I’m not surprised that the president of Sinn Fein, Gerry Adams wants to give up his seat in the Northern Ireland assembly and enter politics in the south. Sinn Fein have shown they are good at sniffing out opportunity, and the Republic’s economic mess is just such a chance. The Sinners can see that economic hardship and social unrest gives them, after all a socialist revolutionary movement,
http://www.theaktion.com/cpg/displayimage.php?pid=3023&message_id=8cb6374515336 112a0e678d468ce96e7&message_icon=info#cpgMessageBl ock, a new appeal. Ireland’s danger, in this case, is Sinn Fein’s opportunity.
In the 2000s, though, with interest rates set at German levels but without a similarly virtuous approach to debt,
cheap pandora set, Ireland boomed and became one of the richest states, per person, in the EU: Not for much longer. A proud nation that fought hard for its freedom will soon see its sovereignty in the hands of international bureaucrats. Migration and poverty will return. People will wonder about a system that delivered them into such a fate. No wonder Gerry Adams thinks he’s in with a chance.

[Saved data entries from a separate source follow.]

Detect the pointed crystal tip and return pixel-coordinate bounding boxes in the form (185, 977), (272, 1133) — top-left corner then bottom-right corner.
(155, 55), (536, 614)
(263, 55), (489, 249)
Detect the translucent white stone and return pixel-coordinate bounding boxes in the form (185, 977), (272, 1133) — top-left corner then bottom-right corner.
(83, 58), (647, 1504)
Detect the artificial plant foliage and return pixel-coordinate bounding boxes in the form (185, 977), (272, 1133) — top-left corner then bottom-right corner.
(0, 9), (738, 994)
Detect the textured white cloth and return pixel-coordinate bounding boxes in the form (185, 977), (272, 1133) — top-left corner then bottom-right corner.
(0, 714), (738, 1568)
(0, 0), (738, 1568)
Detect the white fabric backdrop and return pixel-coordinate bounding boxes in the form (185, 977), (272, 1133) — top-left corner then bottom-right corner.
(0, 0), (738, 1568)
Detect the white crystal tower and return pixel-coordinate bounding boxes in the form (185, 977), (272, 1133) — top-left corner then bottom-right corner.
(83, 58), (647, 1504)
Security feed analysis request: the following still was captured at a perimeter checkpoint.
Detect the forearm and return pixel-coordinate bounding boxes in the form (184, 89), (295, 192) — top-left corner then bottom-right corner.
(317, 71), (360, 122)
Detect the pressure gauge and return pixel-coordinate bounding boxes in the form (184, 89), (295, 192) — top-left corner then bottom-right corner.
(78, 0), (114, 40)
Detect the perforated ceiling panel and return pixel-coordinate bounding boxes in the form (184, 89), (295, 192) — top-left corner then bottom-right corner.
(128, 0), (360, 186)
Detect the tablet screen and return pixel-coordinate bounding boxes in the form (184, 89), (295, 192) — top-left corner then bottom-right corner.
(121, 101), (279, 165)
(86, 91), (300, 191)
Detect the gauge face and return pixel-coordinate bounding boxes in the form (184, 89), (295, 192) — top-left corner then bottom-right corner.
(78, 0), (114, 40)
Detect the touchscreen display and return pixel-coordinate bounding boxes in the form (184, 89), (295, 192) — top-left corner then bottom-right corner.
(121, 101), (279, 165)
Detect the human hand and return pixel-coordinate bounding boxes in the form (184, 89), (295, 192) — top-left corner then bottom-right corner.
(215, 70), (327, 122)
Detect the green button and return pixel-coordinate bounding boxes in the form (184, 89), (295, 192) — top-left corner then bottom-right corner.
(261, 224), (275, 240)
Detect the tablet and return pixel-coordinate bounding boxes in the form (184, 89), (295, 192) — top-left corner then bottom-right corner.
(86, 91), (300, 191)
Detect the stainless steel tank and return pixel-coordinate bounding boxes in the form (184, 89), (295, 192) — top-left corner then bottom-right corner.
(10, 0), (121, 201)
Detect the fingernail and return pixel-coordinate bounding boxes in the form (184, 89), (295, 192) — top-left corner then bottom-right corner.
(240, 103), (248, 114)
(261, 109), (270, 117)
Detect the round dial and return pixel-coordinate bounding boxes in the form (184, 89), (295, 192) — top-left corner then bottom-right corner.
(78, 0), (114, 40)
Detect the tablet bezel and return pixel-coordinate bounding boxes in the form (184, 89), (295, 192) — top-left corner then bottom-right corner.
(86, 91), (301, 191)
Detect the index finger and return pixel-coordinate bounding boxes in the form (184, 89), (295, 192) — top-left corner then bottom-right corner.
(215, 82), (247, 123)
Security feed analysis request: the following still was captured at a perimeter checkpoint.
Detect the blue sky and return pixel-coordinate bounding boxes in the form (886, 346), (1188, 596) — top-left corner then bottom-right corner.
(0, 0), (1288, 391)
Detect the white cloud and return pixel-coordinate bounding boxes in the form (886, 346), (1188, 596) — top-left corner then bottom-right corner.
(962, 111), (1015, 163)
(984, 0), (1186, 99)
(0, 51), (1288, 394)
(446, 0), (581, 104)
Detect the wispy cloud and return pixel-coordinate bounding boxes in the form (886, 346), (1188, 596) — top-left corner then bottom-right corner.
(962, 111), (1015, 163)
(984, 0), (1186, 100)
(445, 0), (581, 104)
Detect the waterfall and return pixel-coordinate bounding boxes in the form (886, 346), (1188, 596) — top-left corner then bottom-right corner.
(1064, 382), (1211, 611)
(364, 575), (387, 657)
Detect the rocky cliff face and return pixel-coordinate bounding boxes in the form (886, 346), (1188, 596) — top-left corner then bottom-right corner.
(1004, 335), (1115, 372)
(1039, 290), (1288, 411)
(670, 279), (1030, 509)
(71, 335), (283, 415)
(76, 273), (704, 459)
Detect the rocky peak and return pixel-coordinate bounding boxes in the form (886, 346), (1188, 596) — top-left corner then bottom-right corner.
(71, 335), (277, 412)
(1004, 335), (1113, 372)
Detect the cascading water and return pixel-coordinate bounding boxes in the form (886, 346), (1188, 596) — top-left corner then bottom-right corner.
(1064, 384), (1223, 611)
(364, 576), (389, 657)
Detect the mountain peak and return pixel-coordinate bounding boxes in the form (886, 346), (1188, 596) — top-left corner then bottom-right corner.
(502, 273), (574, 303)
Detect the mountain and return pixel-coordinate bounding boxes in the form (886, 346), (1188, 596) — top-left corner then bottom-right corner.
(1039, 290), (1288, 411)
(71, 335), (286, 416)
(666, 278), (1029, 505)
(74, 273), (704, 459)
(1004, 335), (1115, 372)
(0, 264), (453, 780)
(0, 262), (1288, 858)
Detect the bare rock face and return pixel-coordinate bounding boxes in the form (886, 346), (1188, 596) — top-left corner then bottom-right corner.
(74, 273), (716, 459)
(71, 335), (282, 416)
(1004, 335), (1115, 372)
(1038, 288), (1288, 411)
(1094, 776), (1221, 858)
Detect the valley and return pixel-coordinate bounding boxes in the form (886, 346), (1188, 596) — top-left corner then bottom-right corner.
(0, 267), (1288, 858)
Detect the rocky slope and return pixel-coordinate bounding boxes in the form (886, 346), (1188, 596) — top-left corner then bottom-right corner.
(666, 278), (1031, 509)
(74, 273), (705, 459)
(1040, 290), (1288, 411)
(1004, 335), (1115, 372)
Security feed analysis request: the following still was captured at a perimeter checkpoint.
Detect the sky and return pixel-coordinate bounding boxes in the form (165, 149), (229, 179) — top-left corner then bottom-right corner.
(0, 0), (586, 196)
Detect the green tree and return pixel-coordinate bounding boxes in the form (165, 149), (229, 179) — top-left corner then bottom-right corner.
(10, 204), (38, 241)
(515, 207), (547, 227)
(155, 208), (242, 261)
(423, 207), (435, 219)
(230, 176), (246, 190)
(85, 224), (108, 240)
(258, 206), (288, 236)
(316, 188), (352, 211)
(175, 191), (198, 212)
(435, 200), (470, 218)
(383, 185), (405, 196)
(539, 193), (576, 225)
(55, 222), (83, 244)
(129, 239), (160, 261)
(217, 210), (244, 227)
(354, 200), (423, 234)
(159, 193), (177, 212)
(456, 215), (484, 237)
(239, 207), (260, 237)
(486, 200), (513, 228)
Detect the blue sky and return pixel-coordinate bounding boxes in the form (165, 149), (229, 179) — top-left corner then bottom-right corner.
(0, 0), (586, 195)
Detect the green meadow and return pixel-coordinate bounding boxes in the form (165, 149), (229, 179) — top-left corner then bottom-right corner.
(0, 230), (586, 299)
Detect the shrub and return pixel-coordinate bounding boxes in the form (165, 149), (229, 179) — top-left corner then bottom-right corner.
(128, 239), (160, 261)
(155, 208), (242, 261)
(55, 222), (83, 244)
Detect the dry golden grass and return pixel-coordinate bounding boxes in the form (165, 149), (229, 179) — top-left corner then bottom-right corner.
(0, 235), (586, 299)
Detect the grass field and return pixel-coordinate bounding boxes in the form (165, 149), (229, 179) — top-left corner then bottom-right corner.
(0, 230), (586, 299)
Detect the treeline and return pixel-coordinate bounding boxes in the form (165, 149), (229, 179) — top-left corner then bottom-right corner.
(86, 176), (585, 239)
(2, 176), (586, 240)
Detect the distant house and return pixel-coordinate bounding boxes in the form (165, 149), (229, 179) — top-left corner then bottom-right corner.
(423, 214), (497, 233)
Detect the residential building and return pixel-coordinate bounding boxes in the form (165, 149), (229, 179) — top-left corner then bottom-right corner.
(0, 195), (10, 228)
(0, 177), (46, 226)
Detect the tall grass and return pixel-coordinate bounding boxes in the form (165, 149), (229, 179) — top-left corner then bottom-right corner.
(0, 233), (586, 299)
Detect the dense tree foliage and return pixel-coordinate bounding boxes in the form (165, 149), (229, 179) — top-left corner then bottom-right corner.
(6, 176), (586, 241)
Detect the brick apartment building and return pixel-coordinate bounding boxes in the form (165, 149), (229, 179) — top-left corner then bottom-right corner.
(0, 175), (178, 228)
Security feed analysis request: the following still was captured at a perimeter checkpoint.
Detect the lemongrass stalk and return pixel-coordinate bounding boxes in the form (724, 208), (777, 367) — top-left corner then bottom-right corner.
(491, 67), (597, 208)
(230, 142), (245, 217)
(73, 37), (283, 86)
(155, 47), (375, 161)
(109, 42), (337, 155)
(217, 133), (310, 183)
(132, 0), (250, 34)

The problem the Irish government faces is that anything it does to try and meet its obligations becomes counterproductive; cutting public workers’ salaries and chopping services merely pushes unemployment higher,
http://mochizuki.la.coocan.jp/mochiz....html#comments, income tax revenues lower and makes the banks’ bad debts worse. Raising corporation taxes and abolishing investment allowances to cut state borrowing kills the foreign investment that powered the former Celtic Tiger. Even an IMF/EU rescue package would run into similar difficulties.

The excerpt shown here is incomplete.